Pole float for windy conditions

Using the pole in windy conditions can be frustrating and annoying. It makes it very hard to present your bait properly. It’s key for any pole fisherman to have a wind array of pole floats in their fishing tackle box.

Sometimes you have the wind blowing one way and then a tow under the water moving your line and bait under the water in the opposite direction.

So, what is the best float for fishing in the wind?

Ideally, the deeper and more wind there is, then the heavier float you will require. If it’s windy then I will look to fish a 4×16 float. If you are wondering what a 4×16 float is then float sizes start at a 4×8, then a 4×10, and so on.

What about the shotting pattern? Does this need to change in windy conditions?

Shallow Water in Windy Conditions

If I am fishing in shallow water and it’s windy then I will fish with 1 group of bulk shot that’s close to the hook length.

E.g. if I am fishing in 2ft of water and its windy then I would want a bulk of 4 or 5 number 8 stots or shots as close to the float as possible. Probably 3 to 4 inches

My favorite float for shallow windy water is a 4×16 Preston Innovations Edge float. These are a short float but the body is quite round which helps keep the bait stable. I believe these have been key for helping me catch carp in the edges, especially when the weather hasn’t been great.

Deeper Water in Windy Conditions

In deep water, I would be looking at fishing a 4×16 float or bigger. This is so that you can keep the float stable and the bait will stay well presented on the deck.

The shotting for this could be an olivette as this is 1 big shot that is suited for fishing in deeper water. This allows the bait to get to the bottom faster and the olivette acts as an anchor.

If you don’t have an olivette then I would look at fishing a bulk and 1 dropper, or bulk with 2 droppers.

What about the stem of the float?

Wire stems are the heaviest and sturdiest stems you can pick for a pole float. Therefore when it’s windy you want to look at using a wire stem.

A good example of this is the 4×16 Preston Innovations F1 pellet float. Using a wire stem means that the float sits upright a lot quicker in the water. If you used a carbon stem then this takes a few more seconds to settle and there’s a bigger chance it’s going to get dragged to one side when it’s being moved by the wind.

A float with a long stem will always work better in the wind vs a short stem float.

What about the body of the float?

A bigger, bulkier body on the float will always cope better in the wind. I know I mentioned the F1 pellet float above which has a thin body. This would be ok for low to moderate wind, but if the wind is bad then you definitely want to look at using a rounder fatter body of the float.

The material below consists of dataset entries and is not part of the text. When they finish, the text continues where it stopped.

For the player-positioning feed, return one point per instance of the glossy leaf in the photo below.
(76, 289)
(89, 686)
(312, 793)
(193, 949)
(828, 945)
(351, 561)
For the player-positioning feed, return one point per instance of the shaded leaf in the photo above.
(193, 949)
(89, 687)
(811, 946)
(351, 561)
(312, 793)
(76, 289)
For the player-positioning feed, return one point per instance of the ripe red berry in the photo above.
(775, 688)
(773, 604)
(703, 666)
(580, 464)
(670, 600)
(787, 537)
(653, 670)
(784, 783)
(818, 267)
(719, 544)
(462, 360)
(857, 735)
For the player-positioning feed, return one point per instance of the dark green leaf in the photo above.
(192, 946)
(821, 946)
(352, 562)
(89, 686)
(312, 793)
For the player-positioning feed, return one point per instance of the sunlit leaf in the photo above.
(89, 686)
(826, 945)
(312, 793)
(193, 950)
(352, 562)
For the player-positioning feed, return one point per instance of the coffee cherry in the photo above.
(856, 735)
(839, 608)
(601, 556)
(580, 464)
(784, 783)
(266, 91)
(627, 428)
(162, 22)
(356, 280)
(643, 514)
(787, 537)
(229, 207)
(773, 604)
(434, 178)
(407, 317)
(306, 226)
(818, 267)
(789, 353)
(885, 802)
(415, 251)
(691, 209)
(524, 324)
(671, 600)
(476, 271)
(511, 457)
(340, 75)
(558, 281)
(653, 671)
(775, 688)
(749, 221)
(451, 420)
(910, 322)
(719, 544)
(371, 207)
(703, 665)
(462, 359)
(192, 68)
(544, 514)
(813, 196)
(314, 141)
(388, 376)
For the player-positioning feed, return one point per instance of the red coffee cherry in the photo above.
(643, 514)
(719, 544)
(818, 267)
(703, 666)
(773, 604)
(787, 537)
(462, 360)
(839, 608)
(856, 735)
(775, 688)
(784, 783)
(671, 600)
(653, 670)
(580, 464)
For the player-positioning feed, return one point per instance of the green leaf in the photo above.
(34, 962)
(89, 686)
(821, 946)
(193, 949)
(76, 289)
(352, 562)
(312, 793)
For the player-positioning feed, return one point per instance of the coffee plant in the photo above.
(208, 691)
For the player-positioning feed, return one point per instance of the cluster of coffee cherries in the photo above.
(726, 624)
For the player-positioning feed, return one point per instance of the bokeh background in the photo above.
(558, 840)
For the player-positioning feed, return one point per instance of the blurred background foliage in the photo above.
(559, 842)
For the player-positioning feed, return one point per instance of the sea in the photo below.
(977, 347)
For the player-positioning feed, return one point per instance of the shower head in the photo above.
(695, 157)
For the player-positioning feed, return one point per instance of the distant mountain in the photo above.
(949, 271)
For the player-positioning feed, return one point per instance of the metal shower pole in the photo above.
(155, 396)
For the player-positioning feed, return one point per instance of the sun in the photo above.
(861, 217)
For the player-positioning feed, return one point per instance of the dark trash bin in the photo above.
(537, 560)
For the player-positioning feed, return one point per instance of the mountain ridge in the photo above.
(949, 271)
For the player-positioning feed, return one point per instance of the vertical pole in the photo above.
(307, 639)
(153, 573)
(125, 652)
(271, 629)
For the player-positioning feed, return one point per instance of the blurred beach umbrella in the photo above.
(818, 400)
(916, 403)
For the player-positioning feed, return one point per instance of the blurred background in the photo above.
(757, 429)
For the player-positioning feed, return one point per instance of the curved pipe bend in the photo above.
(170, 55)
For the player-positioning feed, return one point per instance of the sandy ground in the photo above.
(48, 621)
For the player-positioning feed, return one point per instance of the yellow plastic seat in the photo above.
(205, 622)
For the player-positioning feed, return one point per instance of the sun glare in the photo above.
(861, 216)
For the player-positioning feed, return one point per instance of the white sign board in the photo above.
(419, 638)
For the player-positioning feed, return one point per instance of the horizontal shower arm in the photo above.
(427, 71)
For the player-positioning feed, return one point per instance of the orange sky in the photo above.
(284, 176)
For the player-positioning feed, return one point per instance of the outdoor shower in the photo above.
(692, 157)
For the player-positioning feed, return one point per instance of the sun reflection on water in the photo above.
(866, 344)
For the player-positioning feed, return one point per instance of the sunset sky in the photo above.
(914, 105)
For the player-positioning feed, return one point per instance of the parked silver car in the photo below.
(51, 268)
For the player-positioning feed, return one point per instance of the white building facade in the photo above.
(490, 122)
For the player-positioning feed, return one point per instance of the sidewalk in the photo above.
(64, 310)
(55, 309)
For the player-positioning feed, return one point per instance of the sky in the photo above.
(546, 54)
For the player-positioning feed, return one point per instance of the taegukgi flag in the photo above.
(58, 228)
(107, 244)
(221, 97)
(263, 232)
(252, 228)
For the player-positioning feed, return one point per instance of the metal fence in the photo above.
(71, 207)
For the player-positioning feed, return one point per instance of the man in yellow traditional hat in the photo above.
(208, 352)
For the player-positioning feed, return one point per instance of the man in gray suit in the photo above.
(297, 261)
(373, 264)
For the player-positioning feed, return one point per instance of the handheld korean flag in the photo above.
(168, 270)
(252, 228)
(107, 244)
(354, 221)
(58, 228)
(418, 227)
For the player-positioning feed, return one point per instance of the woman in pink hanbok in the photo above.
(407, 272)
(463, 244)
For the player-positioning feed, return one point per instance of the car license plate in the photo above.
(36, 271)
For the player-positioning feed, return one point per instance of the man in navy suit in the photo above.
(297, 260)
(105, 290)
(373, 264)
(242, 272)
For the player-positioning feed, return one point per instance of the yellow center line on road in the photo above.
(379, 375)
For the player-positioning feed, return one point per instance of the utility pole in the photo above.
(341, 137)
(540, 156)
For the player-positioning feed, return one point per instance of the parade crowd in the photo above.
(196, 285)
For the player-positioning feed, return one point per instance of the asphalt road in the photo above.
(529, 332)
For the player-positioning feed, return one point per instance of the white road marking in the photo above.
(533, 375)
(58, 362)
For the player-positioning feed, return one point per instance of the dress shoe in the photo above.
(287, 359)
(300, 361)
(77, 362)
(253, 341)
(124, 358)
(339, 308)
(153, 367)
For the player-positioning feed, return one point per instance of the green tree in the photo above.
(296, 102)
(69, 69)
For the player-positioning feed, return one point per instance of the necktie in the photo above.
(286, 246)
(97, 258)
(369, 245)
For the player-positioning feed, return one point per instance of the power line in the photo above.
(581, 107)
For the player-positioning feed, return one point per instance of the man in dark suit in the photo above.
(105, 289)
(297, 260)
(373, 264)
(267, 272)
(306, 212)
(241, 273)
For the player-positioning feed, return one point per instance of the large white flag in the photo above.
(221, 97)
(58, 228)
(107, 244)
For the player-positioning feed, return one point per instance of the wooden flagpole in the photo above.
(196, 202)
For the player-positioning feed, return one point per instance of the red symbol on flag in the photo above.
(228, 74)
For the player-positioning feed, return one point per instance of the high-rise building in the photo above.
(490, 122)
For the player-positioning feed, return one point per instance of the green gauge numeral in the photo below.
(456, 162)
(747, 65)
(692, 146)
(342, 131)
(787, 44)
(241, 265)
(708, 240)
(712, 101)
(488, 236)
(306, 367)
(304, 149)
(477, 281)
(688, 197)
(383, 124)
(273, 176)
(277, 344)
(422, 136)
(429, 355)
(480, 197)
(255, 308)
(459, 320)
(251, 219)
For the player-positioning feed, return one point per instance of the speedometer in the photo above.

I would recommend the Preston innovations diamond float. These generally have a long bristle at the top which means the bigger body of the float is further down in the water which means it’s further away from the wind.

My second recommendation would be a pole float with a round body such as the Preston Innovations inter carbon float.

Does the tip of the pole floats matter?

With it being windy I would always choose a slightly bigger tip. It just makes it easier to see, especially if you are fishing at distance on the deck.